Philly Cheese Steak Wraps
- 1 1/2 pound sliced steak (pre sliced flank or top round steak works great)
- 2 tablespoons steak marinade*
- 1/4 teaspoon salt
- 1/4 teaspoon pepper
- 1 tablespoon butter
- 2 tablespoons olive oil
- 1 green bell pepper, seeds removed and sliced
- 1 large onion, sliced
- 4 slices provolone cheese
- 4 large tortilla shells (I used Udi’s gluten free wraps)
- *Any marinade will do, Dales, Allegro or whatever you regularly use.
- In a large ziplock bag toss your steak strips with marinade and salt and pepper.
- Heat one tablespoon of butter and one tablespoon of olive oil over medium high heat. Place steak strips in skillet. Let the steak cook without stirring for 2-3 minutes to get a good color.
- Stir steak and cook 2-3 minutes more, remove from skillet and set aside.
- Heat the remaining one tablespoon of olive oil and add sliced bell pepper and onion.
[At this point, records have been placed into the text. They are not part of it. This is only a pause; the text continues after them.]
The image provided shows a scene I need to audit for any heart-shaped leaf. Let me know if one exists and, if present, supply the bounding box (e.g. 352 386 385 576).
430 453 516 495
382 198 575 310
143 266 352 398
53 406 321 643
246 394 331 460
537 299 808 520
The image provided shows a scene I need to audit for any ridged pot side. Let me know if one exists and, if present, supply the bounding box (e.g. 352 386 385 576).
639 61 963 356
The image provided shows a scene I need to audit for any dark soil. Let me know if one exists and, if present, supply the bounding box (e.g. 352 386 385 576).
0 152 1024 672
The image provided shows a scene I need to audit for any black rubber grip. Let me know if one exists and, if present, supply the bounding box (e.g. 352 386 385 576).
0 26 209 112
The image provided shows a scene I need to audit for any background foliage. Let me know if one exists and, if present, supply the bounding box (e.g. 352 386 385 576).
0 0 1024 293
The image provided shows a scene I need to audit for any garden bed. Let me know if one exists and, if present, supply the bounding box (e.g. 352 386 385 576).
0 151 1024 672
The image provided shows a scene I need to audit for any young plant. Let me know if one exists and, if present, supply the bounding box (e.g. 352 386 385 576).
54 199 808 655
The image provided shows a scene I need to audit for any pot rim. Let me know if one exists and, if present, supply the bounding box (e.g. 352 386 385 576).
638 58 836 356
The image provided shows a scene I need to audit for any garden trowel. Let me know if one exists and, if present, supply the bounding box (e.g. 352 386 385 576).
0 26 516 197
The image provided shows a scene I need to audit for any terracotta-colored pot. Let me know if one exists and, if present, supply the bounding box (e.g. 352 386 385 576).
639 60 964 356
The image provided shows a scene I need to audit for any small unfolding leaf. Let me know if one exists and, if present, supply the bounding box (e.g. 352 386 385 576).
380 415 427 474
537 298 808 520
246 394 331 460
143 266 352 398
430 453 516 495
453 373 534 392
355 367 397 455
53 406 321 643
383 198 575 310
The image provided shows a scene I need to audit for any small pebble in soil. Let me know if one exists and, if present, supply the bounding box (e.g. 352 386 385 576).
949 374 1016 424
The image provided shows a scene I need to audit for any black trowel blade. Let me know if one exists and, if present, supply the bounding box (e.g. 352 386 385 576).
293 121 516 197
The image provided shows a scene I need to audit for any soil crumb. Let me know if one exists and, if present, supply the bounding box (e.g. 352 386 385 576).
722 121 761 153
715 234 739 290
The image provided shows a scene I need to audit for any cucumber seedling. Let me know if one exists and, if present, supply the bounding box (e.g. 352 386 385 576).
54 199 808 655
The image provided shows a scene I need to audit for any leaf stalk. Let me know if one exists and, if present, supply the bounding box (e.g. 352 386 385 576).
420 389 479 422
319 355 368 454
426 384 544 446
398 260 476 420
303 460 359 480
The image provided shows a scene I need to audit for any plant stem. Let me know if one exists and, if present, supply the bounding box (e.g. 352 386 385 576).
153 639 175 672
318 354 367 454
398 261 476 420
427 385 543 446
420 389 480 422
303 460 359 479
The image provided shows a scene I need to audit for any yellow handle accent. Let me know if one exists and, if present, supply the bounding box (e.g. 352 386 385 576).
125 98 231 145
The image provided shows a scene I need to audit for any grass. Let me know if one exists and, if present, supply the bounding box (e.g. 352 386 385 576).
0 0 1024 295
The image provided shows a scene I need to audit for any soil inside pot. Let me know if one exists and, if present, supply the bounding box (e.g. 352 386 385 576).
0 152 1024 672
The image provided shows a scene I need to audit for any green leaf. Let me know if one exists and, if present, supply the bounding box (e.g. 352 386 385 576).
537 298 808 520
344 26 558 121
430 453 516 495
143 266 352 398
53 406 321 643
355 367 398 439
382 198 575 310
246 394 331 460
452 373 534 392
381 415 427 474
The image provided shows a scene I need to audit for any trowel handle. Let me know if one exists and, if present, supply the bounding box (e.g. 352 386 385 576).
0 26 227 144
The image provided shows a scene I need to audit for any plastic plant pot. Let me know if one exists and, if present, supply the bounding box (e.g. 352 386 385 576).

Let cook, stirring occasionally for approximately 5 minutes or until tender.
- Wipe skillet clean and reduce heat to medium. Spray skillet with cooking oil and heat tortillas one at a time just until lightly brown and easily flexible.
- Assemble by adding one slice of cheese, steak slices, bell peppers and onions on each tortilla, wrap tightly. Slice and serve.